Puis le train ralentit, on arrive à Jenbach. Dieu n’existe peut-être pas après tout, mais je le prie quand même pour que personne ne vienne. Mon vœu est exaucé. Le train reprend son roulis et elle dort toujours. Cependant, elle semble quelque peu perturbée dans son sommeil, car elle bouge. Sa jupe monte encore un peu et ses pieds ont parfois de légers spasmes. Et je crois que je commence à ravoir la foi. Mais je doute. J’ai peur. Le paradis n’est pas pour moi, ai-je mérité ça? Mais ses orteils qui bougent me ramènent à la réalité et je me fous bien de Dieu et je défais ma ceinture, dégrafe mon pantalon et descends ma fermeture éclair. Je rabats sur ses pieds les pans de ma chemise pour le cas où mes voisins réaliseraient ce qui se passe. Et j’accepte enfin mon bonheur. Ses orteils chercheuses trouvent l’ouverture de mon slip et avec mes mains, je les aide à y pénétrer. Son pied est maintenant directement sur mon pénis et me masturbe doucement. Son pied glisse sur ma peau tendue et ses orteils s’attardent sur mon gland. Mon pénis est dur comme une barre de fer. Ma tête va de haut en bas, de gauche à droite, je vois ses seins, ses jambes, je ne sais plus où je suis, comme dans un manège. Elle en remet, son autre pied est passé du dessous de ma cuisse à mes testicules, sous mes testicules. Je n’y tiens plus, j’avance encore, je me fous complètement du vieux couple, je crois qu’ils ont compris, mais c’est le dernier de mes soucis. Son pied droit va et vient sur ma verge et le gauche se promène en allant sous mes jambes, jusqu’à mes fesses.
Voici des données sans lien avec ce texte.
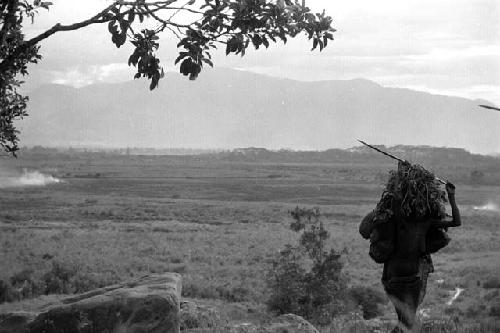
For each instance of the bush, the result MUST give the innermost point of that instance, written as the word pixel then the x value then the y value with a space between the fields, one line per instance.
pixel 306 279
pixel 369 300
pixel 57 280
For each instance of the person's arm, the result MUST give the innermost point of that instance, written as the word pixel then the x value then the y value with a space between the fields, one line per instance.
pixel 366 225
pixel 455 213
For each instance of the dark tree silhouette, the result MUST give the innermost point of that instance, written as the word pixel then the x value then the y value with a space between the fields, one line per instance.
pixel 235 24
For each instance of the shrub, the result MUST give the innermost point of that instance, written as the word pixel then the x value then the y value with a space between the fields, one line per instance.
pixel 369 300
pixel 57 280
pixel 306 279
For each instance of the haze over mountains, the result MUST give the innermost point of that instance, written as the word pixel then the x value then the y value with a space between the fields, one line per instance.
pixel 227 109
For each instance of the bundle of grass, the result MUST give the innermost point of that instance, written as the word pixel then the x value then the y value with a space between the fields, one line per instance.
pixel 412 192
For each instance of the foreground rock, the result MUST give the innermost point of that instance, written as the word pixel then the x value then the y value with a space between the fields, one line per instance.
pixel 146 305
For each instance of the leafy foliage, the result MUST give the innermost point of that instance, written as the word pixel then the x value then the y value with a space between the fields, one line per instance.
pixel 307 279
pixel 236 24
pixel 411 192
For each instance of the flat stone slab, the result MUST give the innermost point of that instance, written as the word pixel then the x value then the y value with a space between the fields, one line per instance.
pixel 149 304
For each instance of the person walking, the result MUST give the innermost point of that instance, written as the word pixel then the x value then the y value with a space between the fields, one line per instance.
pixel 406 240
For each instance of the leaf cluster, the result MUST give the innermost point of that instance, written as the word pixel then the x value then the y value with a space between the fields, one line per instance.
pixel 12 102
pixel 411 192
pixel 204 25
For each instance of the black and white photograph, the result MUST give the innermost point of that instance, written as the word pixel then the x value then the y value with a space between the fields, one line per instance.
pixel 249 166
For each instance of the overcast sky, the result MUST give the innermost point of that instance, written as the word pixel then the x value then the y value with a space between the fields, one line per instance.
pixel 441 46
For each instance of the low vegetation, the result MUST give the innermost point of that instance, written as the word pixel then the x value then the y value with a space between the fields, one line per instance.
pixel 222 225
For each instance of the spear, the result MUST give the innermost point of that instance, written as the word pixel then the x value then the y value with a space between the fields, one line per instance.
pixel 395 158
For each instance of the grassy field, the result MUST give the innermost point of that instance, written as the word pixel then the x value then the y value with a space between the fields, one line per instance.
pixel 219 224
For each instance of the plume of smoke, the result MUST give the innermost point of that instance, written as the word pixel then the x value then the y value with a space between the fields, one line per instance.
pixel 26 178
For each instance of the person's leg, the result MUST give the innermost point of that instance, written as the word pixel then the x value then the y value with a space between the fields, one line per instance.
pixel 404 295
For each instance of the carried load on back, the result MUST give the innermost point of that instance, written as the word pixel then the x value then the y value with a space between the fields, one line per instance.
pixel 412 193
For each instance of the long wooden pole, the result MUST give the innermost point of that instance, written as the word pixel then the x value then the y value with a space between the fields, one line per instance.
pixel 395 158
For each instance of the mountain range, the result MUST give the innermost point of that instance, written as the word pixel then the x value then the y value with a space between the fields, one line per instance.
pixel 227 108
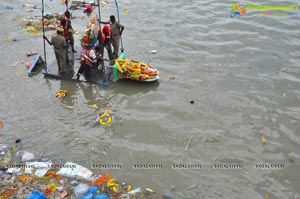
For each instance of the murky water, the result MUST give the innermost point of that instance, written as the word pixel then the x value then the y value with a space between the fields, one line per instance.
pixel 242 74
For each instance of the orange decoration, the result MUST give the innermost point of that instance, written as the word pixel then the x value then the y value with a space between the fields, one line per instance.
pixel 241 10
pixel 24 178
pixel 8 193
pixel 99 182
pixel 53 174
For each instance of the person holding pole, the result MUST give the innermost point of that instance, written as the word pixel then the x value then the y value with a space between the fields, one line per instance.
pixel 59 44
pixel 116 32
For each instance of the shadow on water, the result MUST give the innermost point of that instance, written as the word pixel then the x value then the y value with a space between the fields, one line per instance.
pixel 130 87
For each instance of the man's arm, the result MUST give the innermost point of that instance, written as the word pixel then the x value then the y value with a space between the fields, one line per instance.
pixel 47 40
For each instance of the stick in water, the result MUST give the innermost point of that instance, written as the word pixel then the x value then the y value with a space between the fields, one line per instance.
pixel 188 144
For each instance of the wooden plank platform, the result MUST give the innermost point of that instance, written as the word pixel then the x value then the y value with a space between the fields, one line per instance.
pixel 72 66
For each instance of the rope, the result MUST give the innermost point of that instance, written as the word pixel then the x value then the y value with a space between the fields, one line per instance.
pixel 46 71
pixel 99 15
pixel 118 14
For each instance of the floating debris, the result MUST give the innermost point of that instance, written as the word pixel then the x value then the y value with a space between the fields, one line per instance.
pixel 153 51
pixel 16 63
pixel 263 139
pixel 94 106
pixel 42 178
pixel 61 93
pixel 188 144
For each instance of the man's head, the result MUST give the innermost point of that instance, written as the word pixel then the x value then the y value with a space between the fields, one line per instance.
pixel 59 30
pixel 112 18
pixel 68 14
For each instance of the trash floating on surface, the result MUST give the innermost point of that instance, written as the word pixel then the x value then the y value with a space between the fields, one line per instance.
pixel 105 117
pixel 94 106
pixel 16 63
pixel 61 93
pixel 153 51
pixel 60 181
pixel 263 139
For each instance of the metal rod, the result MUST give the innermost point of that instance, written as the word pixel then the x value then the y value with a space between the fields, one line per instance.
pixel 99 15
pixel 46 71
pixel 122 49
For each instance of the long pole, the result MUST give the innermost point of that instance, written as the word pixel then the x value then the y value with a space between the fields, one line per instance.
pixel 122 49
pixel 46 71
pixel 99 15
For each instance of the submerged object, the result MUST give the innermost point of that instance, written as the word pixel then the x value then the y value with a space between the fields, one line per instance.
pixel 134 70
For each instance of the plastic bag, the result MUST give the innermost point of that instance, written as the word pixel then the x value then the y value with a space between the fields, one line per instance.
pixel 73 170
pixel 27 156
pixel 80 190
pixel 101 196
pixel 36 195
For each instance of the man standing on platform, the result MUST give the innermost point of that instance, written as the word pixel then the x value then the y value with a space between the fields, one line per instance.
pixel 59 44
pixel 116 32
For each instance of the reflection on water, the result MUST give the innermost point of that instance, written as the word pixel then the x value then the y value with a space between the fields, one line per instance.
pixel 242 75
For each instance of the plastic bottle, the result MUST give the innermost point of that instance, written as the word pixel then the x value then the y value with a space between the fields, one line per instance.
pixel 80 190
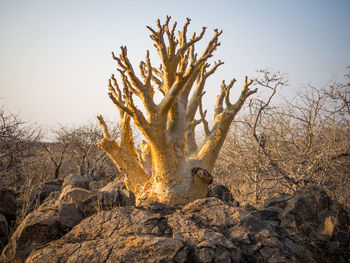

Je n’en peux plus, j’éclate, j’explose et j’éjacule dans ma culotte et sur son pied en émettant un grognement que j’essaie de retenir le plus possible. Le train ralentit et l’on annonce Innsbruck. Ma voisine sursaute, ramène ses jambes, remet ses souliers, réajuste sa jupe, prend son sac à main et, sans me regarder, sort du compartiment. Moi, complètement groggy, ahuri, sonné, je regarde par la fenêtre. Je l’aperçois sur le quai, de dos. Je vois ses grandes jambes. Elle se dirige vers la gare. Le train part dans la même direction. Quand elle se retrouve vis-à-vis de ma fenêtre, elle tourne la tête vers moi, me regarde avec ses grands yeux noisette et m’esquisse un sourire moqueur.
Puis, je la vois devenir de plus en plus petite, jusqu’à disparaître.
Je me retourne. L’homme et la femme me regardent. Eux aussi arborent un grand sourire.